Dietary intake appears to be a major regulator of the structure and function of gut
microbiota. Results show that carbohydrate restriction and diets rich in fiber and
vegetables are associated with health benefits due in part to microbial changes (Cotillard
et al., 2013; Mardinoglu et al., 2018). Administration of prebiotics, probiotics and
synbiotics have long been proposed as ways of modifying metabolic disorders, which
are largely dependent upon altered microbiota composition. Multi-strain probiotic
supplementation can reduce liver transaminases, tumor necrosis factor-α level and
insulin resistance (Sepideh et al., 2016). Additionally, probiotic Lactobacillus rhamnosus
GG is effective in the prevention of hepatic steatosis and injury partly through modulation
of hepatic AMPK activation (Zhang et al., 2015), and probiotic strain Bifidobacterium
animalis subsp. Lactis 420 supplementation reduces bacterial translocation of Gram-negative
bacteria from the Enterobacteriaceae group to normalize adipose-tissue inflammation
(Amar et al., 2011). Interventions with prebiotics can also modulate gut microbiota
and significantly reduce body weight, percent body fat, and desire for high-calorie
foods, as well as improve insulin sensitivity, low-grade chronic inflammation and
lipid metabolism (Dewulf et al., 2013; Hume et al., 2017; Nicolucci et al., 2017).
In addition to its effect on peripheral organs, prebiotic supplementation also improves
appetite control in children with obesity (Hume et al., 2017).

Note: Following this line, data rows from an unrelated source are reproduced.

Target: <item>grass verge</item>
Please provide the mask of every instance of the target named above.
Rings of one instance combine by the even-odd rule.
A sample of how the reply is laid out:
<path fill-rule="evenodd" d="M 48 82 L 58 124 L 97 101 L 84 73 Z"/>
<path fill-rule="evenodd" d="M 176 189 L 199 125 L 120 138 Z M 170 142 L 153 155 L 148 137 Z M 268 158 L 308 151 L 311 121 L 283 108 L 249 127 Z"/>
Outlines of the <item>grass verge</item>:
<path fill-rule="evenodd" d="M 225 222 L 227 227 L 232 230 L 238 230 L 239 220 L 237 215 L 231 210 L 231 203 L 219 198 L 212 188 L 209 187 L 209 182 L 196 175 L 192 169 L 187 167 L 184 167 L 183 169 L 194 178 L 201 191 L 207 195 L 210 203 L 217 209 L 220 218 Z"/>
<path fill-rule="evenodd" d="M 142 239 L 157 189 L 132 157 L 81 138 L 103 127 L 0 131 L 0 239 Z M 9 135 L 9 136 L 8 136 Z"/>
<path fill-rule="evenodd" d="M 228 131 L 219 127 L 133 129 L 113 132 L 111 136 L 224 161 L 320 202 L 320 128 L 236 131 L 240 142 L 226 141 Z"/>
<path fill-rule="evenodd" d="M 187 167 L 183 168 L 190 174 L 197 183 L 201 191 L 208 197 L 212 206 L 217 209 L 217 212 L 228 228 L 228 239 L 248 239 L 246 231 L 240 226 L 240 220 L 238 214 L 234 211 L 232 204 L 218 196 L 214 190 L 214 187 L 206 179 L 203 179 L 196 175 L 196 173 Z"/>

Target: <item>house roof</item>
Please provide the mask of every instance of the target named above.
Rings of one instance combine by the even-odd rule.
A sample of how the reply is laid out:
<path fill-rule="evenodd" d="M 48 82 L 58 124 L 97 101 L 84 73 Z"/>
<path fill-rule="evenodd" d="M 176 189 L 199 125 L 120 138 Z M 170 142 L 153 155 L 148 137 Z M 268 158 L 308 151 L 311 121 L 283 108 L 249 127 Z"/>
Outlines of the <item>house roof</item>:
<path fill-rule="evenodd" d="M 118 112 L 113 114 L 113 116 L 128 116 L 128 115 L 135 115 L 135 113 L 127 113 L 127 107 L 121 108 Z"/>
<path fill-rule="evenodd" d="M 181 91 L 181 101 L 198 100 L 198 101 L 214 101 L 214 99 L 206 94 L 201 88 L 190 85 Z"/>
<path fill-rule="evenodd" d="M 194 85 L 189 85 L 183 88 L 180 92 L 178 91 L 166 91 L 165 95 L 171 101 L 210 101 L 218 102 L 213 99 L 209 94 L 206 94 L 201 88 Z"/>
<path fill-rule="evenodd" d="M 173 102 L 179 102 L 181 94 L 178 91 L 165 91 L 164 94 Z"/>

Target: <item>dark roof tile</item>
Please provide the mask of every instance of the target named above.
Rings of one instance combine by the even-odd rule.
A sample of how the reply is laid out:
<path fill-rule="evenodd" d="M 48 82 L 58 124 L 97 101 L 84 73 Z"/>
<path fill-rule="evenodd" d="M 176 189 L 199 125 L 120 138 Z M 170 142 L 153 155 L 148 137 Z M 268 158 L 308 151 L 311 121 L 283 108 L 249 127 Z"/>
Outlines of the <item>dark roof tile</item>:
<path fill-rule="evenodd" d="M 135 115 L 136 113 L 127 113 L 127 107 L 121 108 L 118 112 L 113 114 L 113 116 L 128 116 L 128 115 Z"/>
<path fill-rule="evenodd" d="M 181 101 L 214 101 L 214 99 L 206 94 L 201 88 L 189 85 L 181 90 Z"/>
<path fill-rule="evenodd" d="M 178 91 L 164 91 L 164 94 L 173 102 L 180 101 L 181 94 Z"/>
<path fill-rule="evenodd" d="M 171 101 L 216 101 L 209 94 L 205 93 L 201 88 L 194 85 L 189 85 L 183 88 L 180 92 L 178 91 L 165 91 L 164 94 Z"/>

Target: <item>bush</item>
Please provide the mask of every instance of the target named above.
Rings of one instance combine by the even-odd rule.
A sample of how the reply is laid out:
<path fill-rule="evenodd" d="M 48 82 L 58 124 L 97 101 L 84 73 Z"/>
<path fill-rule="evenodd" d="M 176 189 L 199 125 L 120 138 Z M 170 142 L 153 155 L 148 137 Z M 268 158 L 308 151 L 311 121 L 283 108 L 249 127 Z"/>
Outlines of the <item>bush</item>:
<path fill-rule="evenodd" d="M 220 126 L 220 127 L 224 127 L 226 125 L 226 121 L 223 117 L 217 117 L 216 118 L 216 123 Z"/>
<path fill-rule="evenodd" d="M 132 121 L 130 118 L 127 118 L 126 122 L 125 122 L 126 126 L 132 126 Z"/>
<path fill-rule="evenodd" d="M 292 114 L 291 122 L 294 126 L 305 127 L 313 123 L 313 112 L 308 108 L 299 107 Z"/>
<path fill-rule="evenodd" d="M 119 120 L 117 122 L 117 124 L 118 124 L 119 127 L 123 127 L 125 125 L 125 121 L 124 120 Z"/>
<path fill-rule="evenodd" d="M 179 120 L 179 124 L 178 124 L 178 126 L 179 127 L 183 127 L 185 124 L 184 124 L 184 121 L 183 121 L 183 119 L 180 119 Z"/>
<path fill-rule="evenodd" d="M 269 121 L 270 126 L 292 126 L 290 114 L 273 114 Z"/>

A rather harsh method of modulating microbial composition is FMT, which can alter
the entire microbial community. FMT is a way to normalize the composition and functionality
of gut microbiota by transferring an infusion of a fecal suspension from a healthy
individual to the gastrointestinal tract of another person. This method has now become
widely accepted as a highly successful rescue treatment for recurrent Clostridium
difficile infection (Drekonja et al., 2015). Related data concerning FMT as a treatment
for obesity and related metabolic disorders in humans are relatively sparse. Transplanting
fecal matter from lean donors into obese or individuals with metabolic syndromes was
recently examined. Although the results indicated no significant decrease in BMI at
6-weeks post-transplantation, there was a significant increase in insulin sensitivity
(Vrieze et al., 2012; Kootte et al., 2017). Additionally, loss of microbial diversity
is common in patients with obesity, and gut-microbial diversity was increased significantly
after FMT from a lean donor. Notably in this case, the number of butyrate-producing
bacteria was increased; however, whether enhanced diversity or changes in specific
bacterial species contribute to the effect of FMT remains unknown.
CONCLUSION
Considering the key role of gut microbiota in host metabolism, mechanistic investigations
of microbiota modulation have demonstrated its restorative potential for both gut-microbiota
composition and functionality. Therefore, such modulation represents a promising strategy
for compositional variations and a potential therapeutic target for the treatment
of obesity and other metabolic diseases. However, there remains considerable controversy
regarding the precise role of gut microbiota in obesity, and more interventional clinical
trials are critical for continued progress.